I ask because yesterday I was given a survey that asked where I get my technology training and education. None of the choices on the multiple-choice questions applied to me, because it listed only educational opportunities available through the real estate industry.

Sure, I have gone to a few BarCamps and a couple of sessions put on by our local Realtor association. But it’s rare that I come away with new information about anything technical.

Most of the classes or sessions offered by real estate industry groups are designed to help the agent who is struggling with technology. There are no advanced or even intermediate classes.

For the most part, the technology tools we use on the job are the same tools that millions of others use for business or personal use. Most are not at all unique to the real estate industry, and few require education or training.

If they do, there are usually instructions to read, or a video to watch. If that doesn’t work, there is always a help desk someplace that I can call or write.

There are many uses for a tablet or a smartphone for any mobile professional. There is no one right way to use either. They are tools that are more like Swiss army knives than hammers.

There are few best practices that apply in every real estate market and for every agent. Real estate is local, and our needs and business problems are not all the same.

It is always fun to see how other agents use mobile devices. But why limit ourselves by using them the same way?

There are thousands of apps we can use on the job, and they have thousands of uses. There’s no point in learning them all, because we need only a few.

Real estate agents sometimes complain about the training or lack of training that is offered in their office or through their association. They don’t consider traveling around the country to attend conferences as a cost-effective way to learn.

Our associations should be a source of education about real estate, and a place where we can learn the new laws and how to best write contracts that serve our clients and keep us out of the courtroom.

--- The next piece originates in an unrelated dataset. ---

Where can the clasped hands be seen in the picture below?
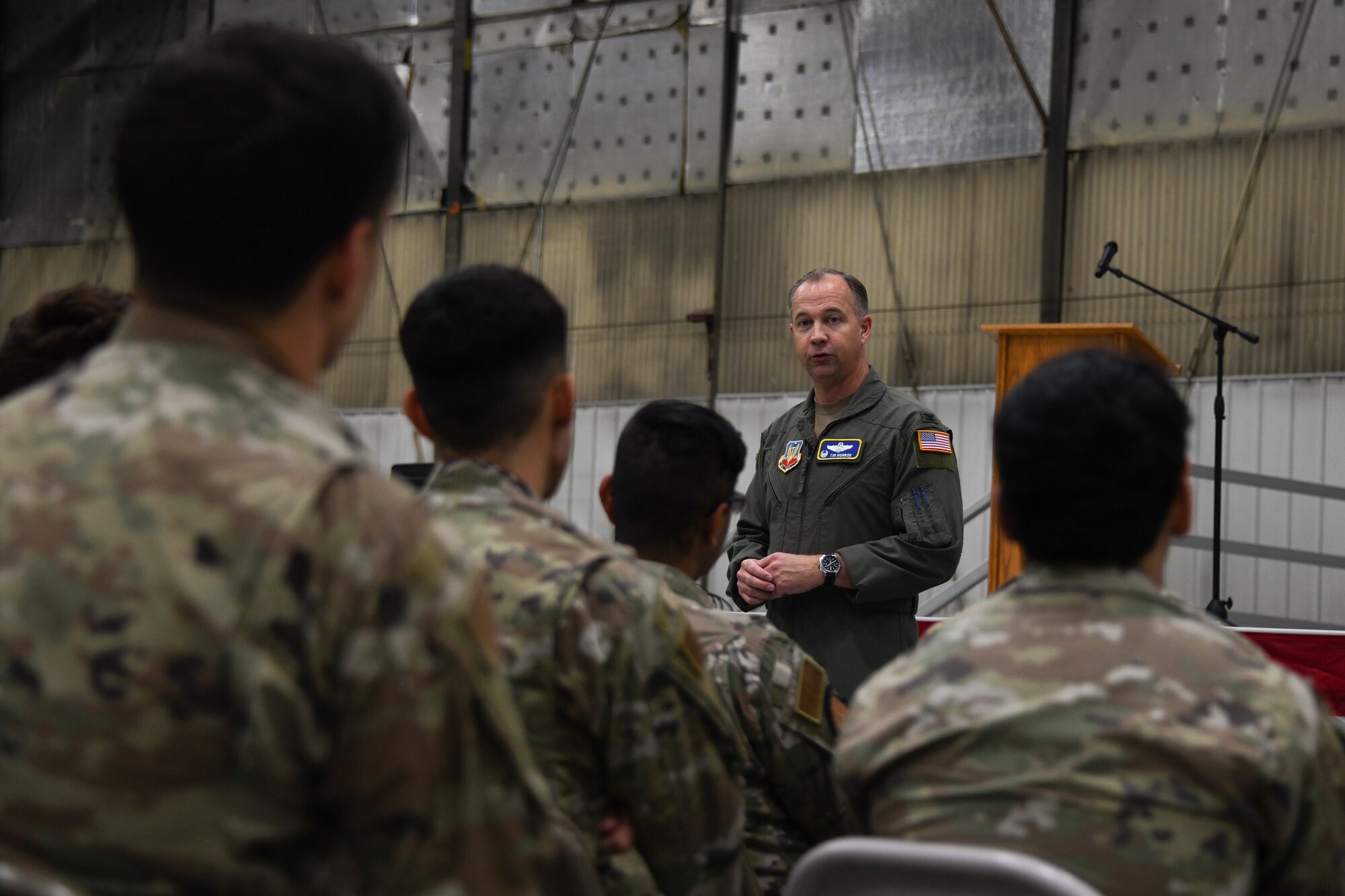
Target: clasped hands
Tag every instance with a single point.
(778, 576)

There are so many agents who do not know how to use real estate contract forms correctly.

Most real estate agents are independent contractors. It really is up to us to learn what we need to learn to do our jobs. We are in a competitive business, and waiting for the office or association to bring us up to speed will put us behind.

Often technology is no longer cutting edge by the time real estate agent training classes are developed. New ideas are seldom embraced by the industry until real estate agents who are early adopters have had a couple years of success with them.

Agents who don’t want to wait around for their peers to catch up can read the news and some of the popular technology blogs. They can even walk into the mobile phone store, look at the latest models and ask questions.

Apple Stores are wonderful places to ask questions about all things Apple, and try out some apps.

If you live in or near a major metro area, chances are there are BarCamps and other events where anyone from the local business community can learn and meet people at the same time. At least half of my education comes from classes and events that are designed for freelancers and small-business owners.

Books electronic or otherwise are still a wonderful way to learn. Kindle books can be read on most any mobile device or computer. I have a list of books I plan to read my way though this year. There are videos and even TED talks I can watch in my office.

I am not afraid to reach out to my peers in other industries and ask them what they are reading or which technology seminars they plan on going to this year.

Each year I decide what I want to learn and plan my own education based partly on my business goals.

I hope I am not the only agent who steps outside the industry. If I depended upon classes in the industry, I would always be behind and just know enough to be proficient.

Proficient isn’t good enough to be able to compete with a zillion other agents for each piece of business.

Teresa Boardman is a broker in St. Paul, Minn., and founder of the St. Paul Real Estate blog.